Balık Tüketimi ve Sağlık: Bilinmesi Gerekenler
Mezgit, istavrit, levrek ve hamsi olmak üzere her haliyle tüketmekten keyif aldığımız balıklar hakkında yapılan yeni bir araştırmada Türküten sonulara varıldı. Ses getiren çalışmaya göre alabalık veya sazan gibi tatlı su balıklarının sadece bir kısmını yemek bile insanları potansiyel olarak toksik kimyasal bileşiklere maruz bırakabiliyor. Çevre Araştırmaları tarafından yayınlanan bulgular, yılda tek bir porsiyon tatlı su balığı yemenin bile, kişinin sağlığına zararlı olabilecek PFAS olarak da bilinen yüksek düzeyde perfloroalkil maddelerle dolu bir aylık içme suyuna eşdeğer olabileceğini ortaya koydu. İçme suyundaki çok düşük PFAS dozları, aşı etkinliğinin azalması ve bazı kanser risklerinin artması dahil olmak üzere bağışıklık sisteminin baskılanmasıyla ilişkilendirilmiştir. Ayrıca, diğerlerinin yanı sıra artan kolesterol ve üreme sorunları ile bağlantılıdırlar. Bu PFAS, yapışmaz pişirme kaplarında ve gıda ambalajlarında bulunabilen - bazıları zaten yasaklanmış veya yüksek oranda kısıtlanmış - 9.000'den fazla farklı kimyasaldan oluşan bir gruptan oluşur. Kimyasallar doğada parçalanmaz, dolayısıyla vücudumuzda birikirler.

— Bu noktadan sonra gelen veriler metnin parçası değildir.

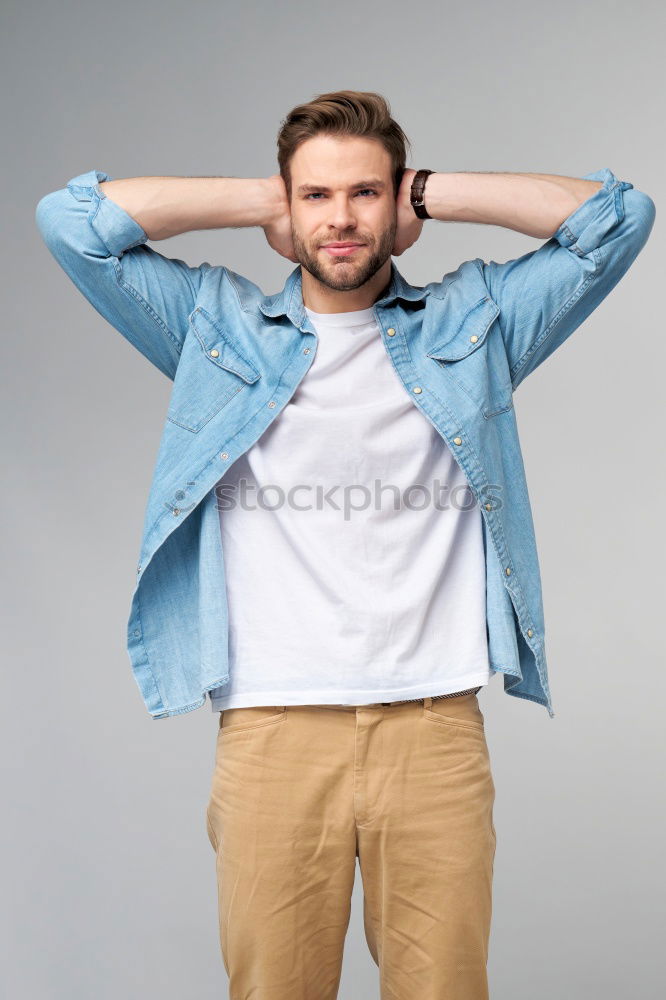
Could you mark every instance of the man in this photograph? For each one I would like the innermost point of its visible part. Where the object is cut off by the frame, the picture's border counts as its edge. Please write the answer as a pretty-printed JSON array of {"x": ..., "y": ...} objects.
[{"x": 341, "y": 627}]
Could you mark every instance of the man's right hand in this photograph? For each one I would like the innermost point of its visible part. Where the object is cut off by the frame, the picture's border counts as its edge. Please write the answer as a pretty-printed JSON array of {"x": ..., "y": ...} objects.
[{"x": 278, "y": 230}]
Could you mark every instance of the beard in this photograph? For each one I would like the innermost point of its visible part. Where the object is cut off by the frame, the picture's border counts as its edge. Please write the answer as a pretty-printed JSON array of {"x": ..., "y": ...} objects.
[{"x": 342, "y": 274}]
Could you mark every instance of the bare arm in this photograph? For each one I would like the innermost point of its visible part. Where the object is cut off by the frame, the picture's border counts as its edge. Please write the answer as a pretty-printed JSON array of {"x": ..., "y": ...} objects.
[
  {"x": 535, "y": 204},
  {"x": 168, "y": 206}
]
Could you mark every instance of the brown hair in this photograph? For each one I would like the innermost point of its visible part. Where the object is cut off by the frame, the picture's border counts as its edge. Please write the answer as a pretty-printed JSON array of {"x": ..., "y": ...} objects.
[{"x": 343, "y": 112}]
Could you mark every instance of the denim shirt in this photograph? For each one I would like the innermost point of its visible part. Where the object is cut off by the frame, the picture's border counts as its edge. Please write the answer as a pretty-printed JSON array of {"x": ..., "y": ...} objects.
[{"x": 460, "y": 345}]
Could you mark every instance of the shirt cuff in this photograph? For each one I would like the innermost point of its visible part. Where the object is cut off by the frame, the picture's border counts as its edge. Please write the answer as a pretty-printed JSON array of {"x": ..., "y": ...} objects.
[
  {"x": 585, "y": 229},
  {"x": 117, "y": 229}
]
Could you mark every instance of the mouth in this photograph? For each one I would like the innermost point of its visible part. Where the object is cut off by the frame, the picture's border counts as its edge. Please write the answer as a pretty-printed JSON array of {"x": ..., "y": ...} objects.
[{"x": 342, "y": 249}]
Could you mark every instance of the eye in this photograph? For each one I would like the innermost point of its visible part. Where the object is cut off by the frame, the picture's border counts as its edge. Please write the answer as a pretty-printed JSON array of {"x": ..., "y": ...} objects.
[{"x": 314, "y": 193}]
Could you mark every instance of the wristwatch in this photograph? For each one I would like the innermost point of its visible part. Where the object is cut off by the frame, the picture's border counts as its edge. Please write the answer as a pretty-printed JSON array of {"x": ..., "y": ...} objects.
[{"x": 417, "y": 193}]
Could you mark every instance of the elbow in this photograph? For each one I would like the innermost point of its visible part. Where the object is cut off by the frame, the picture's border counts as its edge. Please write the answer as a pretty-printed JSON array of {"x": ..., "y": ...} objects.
[{"x": 639, "y": 215}]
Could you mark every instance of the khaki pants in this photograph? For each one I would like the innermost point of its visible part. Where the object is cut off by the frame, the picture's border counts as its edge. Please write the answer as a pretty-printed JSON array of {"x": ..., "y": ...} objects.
[{"x": 299, "y": 792}]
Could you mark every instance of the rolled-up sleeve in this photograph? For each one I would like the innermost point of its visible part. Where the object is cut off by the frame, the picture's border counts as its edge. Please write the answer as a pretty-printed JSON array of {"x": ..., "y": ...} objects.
[
  {"x": 546, "y": 294},
  {"x": 146, "y": 296}
]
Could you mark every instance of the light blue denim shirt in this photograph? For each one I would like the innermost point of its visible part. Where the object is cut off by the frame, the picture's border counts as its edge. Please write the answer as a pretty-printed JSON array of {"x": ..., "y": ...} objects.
[{"x": 460, "y": 345}]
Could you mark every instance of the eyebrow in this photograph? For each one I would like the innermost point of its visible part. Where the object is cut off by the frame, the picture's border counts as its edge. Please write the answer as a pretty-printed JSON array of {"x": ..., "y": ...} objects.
[{"x": 303, "y": 188}]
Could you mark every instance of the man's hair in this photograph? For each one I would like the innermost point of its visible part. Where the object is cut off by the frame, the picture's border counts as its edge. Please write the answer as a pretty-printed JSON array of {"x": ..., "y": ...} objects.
[{"x": 343, "y": 113}]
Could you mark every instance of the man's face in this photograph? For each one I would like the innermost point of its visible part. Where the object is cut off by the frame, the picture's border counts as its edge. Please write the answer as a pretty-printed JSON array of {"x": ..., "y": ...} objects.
[{"x": 336, "y": 208}]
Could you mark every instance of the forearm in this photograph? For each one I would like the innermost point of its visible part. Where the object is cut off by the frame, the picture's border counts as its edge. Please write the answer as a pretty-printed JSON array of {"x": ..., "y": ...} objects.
[
  {"x": 167, "y": 206},
  {"x": 535, "y": 204}
]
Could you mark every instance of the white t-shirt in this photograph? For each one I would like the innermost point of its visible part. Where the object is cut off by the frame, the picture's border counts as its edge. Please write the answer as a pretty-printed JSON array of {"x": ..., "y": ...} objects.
[{"x": 375, "y": 593}]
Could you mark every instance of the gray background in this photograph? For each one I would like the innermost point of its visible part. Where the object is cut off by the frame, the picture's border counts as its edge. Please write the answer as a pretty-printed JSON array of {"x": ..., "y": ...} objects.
[{"x": 108, "y": 881}]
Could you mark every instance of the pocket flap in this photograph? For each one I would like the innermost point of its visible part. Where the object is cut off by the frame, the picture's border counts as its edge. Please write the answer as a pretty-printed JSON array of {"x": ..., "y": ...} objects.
[
  {"x": 469, "y": 334},
  {"x": 218, "y": 348}
]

Dr. Tasha Stoiber, Araştırmamız, en yaygın imha yöntemlerinin daha fazla çevre kirliliğine yol açabileceğini gösteriyor dedi. Araştırmayı gerçekleştirmek için bilim adamları, 2013'ten 2015'e kadar iki yıllık bir süre boyunca Amerika Birleşik Devletleri'nde toplanan 500'den fazla balık fileto örneğinden alınan verileri analiz ettiler. Araştırmacılar, göllerde ve nehirlerde yakalanan balıklarda yüksek seviyelerde sözde sonsuza kadar kimyasallar keşfettiler. Tatlı su balıklarında en yüksek konsantrasyonlarda bulunan kalıcı kimyasal, PFOS veya sülfonik asitti ve toplam PFAS tespitlerinin dörtte üçünün ortalamasını aldı.